Wolf creek is where we all learned


----------



## BurtonAvenger (Aug 14, 2007)

Neither of those places that weekend sucks ass for traffic I'd go to one of the smaller resorts or ones off the beaten path.


----------



## killclimbz (Aug 10, 2007)

That is a tough one. If Copper has Union Creek open, it would be fine. Traffic does suck that weekend but it's far from being the worst travel wise. The thing is you probably won't know that. 

Burton's advice is probably right on. If Loveland has the valley open it would be a good spot to go too.

The biggest problem is if the snowfall has started in earnest for the season. I hate to say it, but often times when we get these early snows, the faucet shuts off for weeks. Sometimes it doesn't really get going until the first week of December or (shudder) later. Hopefully November brings plenty snow, but Thanksgiving is still pretty early and you often have early season conditions. Little more than the white ribbon of death, which is not great for kids.


----------



## Dozer (Dec 12, 2010)

Thanks for the replies, a co-worker suggested grandby ranch what other small areas would you suggest


----------



## ELCO5280 (Oct 5, 2011)

Ski Cooper is the best and cheapest place to learn I think.

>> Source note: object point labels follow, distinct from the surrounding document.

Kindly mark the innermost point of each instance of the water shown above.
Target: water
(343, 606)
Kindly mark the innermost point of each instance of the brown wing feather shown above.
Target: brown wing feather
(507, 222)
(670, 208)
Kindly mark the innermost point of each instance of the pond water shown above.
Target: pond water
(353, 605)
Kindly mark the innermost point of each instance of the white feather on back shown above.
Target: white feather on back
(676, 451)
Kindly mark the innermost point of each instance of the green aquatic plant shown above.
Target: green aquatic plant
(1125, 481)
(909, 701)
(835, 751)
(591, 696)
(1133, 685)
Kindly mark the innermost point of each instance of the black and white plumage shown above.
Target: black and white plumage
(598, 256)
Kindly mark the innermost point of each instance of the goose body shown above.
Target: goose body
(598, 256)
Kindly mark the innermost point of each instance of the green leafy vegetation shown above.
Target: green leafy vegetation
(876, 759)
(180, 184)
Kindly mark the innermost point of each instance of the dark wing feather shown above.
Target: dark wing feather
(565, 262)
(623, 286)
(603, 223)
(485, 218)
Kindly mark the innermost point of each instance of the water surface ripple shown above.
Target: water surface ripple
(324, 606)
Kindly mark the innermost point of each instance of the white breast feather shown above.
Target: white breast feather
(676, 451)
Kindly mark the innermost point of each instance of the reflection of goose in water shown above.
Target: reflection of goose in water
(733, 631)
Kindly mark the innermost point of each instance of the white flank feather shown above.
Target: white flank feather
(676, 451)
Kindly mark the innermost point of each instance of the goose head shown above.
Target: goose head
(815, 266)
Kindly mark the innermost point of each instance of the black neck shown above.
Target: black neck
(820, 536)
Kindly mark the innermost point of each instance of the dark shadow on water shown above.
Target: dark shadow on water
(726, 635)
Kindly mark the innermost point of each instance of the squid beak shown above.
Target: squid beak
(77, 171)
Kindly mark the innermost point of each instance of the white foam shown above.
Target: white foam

+ if your kids need a break and you want some more extreme runs hit the Cat on Chicago Ridge.


----------



## ELCO5280 (Oct 5, 2011)

Argo said:


> Wolf creek is where we all learned


I 2nd WC as well, but no overnight places have to head back to Pagosa Springs.


----------



## Dozer (Dec 12, 2010)

we ended up at winter park, traffic not to bad on wed and thurs. thanks for the replies and help


----------



## deke191 (Nov 22, 2011)

Breckenridge is a great place to learn to snowboard, if you want to read a good review of breck or other mountains I found a great site. Check out Rip The World - Mountain Reviews, Weather and Conditions


----------



## Krug (Mar 27, 2010)

ELCO5280 said:


> Ski Cooper is the best and cheapest place to learn I think.
> 
> + if your kids need a break and you want some more extreme runs hit the Cat on Chicago Ridge.


I agree...Ski Cooper....I took my kids ages 7, 5, and 3 there this past April...got the 2 youngest lessons and everyone had a ball. Also, nothing like just rolling right up to the lodge and parking without forking out at least 20 bucks for parking...the cheap lessons and lift tickets are nice also. Some slower lifts, but who cares, your riding with your kids having fun.

Fun drive as well


Andy


----------



## killclimbz (Aug 10, 2007)

Ummm guys, the OP has already gone on his trip and reported back...


----------



## AcroPhile (Dec 3, 2010)

killclimbz said:


> Ummm guys, the OP has already gone on his trip and reported back...


I was going to same thing yesterday but thought it would be fun to see how many more vacation suggestions he would get. :laugh:


----------